I punti di forza dell’online
Se l’online consente al consumatore finale di ridurre i tempi di acquisto, di confrontare con facilità i prezzi e di avere un maggiore accesso alle informazioni sui prodotti, i negozi di vicinato sono penalizzati dai grandi operatori del commercio elettronico anche perché questi ultimi operano su scala globale con piattaforme centralizzate che gli permettono di praticare politiche di prezzo molto aggressive. Senza contare che molti operatori sono multinazionali che pagano le tasse nei Paesi a fiscalità di vantaggio e non in quelli dove realizzano gli utili. Infine, l’e-commerce ha imposto nuovi standard di comodità: acquisti 24 ore su 24, consegne rapide, possibilità di resa e ampiezza quasi illimitata dell’offerta.
Come aiutare i piccoli negozianti?
Nel ricordare che i piccoli negozi commerciali e le botteghe artigiane non si limitano a vendere delle merci, ma a differenza dei grandi piattaforme
creano lavoro localmente e alimentano circuiti di spesa radicati nel territorio;
danno luogo a occasioni di socialità, offrendo servizi personalizzati e consulenza sui prodotti;
contribuiscono all’attrattività delle città, migliorando la qualità della vita e la sicurezza dei luoghi in cui insistono.

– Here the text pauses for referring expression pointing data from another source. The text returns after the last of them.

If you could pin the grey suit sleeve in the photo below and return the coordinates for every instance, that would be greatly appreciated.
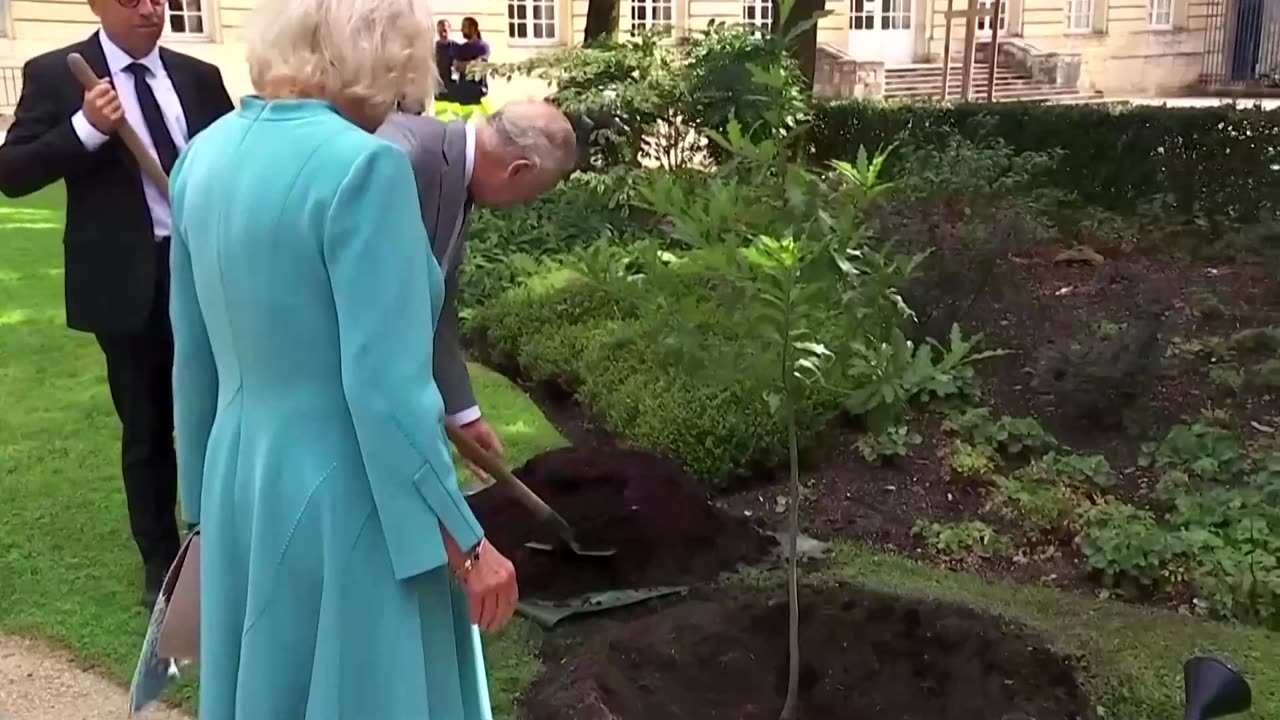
(451, 367)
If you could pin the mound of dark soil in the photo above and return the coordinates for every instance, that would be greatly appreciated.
(865, 656)
(645, 506)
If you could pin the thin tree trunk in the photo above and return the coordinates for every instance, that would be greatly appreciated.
(791, 707)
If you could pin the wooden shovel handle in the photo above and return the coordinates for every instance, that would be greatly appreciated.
(480, 458)
(149, 164)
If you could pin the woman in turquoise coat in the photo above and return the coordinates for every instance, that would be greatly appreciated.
(343, 574)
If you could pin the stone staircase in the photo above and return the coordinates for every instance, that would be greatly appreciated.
(924, 82)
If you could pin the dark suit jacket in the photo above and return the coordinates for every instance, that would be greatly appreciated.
(438, 153)
(112, 263)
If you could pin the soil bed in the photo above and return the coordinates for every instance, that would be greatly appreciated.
(865, 655)
(645, 506)
(1037, 301)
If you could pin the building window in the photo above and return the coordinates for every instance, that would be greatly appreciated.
(984, 21)
(863, 16)
(652, 14)
(187, 17)
(531, 21)
(1079, 16)
(758, 13)
(1160, 13)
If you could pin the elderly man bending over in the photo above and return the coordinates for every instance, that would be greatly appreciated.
(510, 158)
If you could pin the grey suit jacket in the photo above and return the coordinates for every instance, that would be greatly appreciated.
(438, 153)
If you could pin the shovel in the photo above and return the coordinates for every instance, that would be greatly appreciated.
(548, 519)
(149, 165)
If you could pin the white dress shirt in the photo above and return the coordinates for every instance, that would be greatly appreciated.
(470, 414)
(117, 62)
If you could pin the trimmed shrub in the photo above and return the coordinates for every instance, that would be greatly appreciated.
(561, 327)
(1216, 164)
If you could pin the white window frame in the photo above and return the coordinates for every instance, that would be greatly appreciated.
(763, 12)
(186, 13)
(650, 8)
(1079, 16)
(984, 21)
(1160, 14)
(534, 22)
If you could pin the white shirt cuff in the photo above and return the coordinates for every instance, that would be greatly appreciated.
(466, 417)
(90, 136)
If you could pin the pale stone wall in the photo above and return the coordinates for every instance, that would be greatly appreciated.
(32, 27)
(1119, 55)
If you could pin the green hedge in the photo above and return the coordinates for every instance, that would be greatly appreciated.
(1215, 164)
(563, 328)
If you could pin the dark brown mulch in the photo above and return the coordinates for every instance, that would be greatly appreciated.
(865, 655)
(645, 506)
(1036, 301)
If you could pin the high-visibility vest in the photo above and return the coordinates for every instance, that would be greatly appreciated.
(447, 110)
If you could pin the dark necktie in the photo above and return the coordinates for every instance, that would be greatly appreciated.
(165, 149)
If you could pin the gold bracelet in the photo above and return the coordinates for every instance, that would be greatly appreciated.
(470, 563)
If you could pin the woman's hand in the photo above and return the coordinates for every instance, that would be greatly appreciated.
(489, 582)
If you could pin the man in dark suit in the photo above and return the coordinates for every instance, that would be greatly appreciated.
(511, 158)
(118, 224)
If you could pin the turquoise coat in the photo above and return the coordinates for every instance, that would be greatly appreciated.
(311, 449)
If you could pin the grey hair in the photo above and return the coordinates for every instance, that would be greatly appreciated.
(538, 132)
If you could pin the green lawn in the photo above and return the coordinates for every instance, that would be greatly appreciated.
(68, 566)
(68, 569)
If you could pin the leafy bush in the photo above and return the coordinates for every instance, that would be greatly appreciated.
(507, 245)
(960, 541)
(1214, 531)
(1006, 434)
(1212, 164)
(592, 337)
(887, 445)
(1124, 542)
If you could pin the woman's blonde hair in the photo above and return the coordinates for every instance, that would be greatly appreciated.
(370, 53)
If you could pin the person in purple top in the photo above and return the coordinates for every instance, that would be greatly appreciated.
(466, 90)
(446, 50)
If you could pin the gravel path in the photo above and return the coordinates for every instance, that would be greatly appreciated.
(37, 683)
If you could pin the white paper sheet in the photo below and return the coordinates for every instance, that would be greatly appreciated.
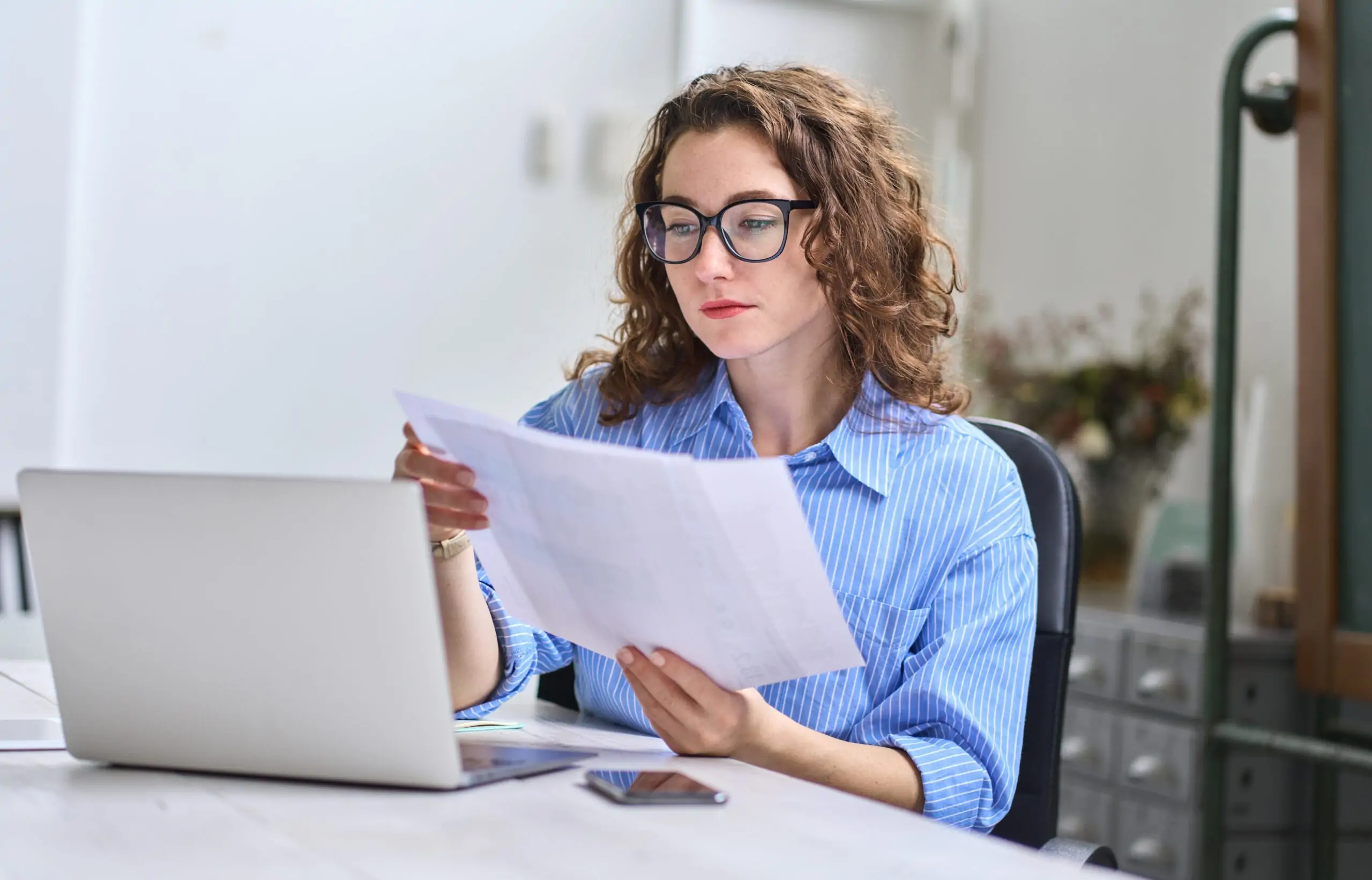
(609, 547)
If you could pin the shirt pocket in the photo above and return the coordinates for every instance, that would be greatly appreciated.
(885, 635)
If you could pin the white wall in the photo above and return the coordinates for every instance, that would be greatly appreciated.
(1098, 128)
(285, 211)
(38, 53)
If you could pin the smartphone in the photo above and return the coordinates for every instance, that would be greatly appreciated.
(652, 787)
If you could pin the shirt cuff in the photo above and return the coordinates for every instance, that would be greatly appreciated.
(519, 654)
(956, 783)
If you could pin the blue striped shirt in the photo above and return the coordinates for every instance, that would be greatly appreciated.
(925, 533)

Pertanto, non sono necessarie battaglie nostalgiche a difesa del commercio fisso, ma misure che favoriscano la concorrenza e la sostenibilità. Vale a dire:
regole fiscali competitive per tassare in modo equo le vendite digitali basate sulla localizzazione effettiva dei consumi;
politiche urbanistiche e fiscali che alleggeriscono il costo dell’affitto, delle tasse locali e favoriscano gli investimenti nei centri storici e nei quartieri;
strumenti di trasformazione digitale per le piccole attività non più basate su bandi episodici, ma attraverso misure strutturali.
Conclusione
Secondo la CGIA l’ecommerce è un fenomeno strutturale, ma non è detto che la sua diffusione porterà alla cancellazione dei negozi di vicinato. I dati mostrano un quadro complesso: il commercio fisico mantiene ancora la quota dominante delle vendite e rimane centrale nelle abitudini dei consumatori. Ciò che manca è una cornice politica ed economica che permetta alle piccole attività locali di competere su parametri equi, riconoscendone il valore economico e sociale. In altre parole abbiamo bisogno di scelte politiche — non una resistenza alla modernità, ma una gestione consapevole della transizione — che trasformi la sfida digitale in un’opportunità per tutti.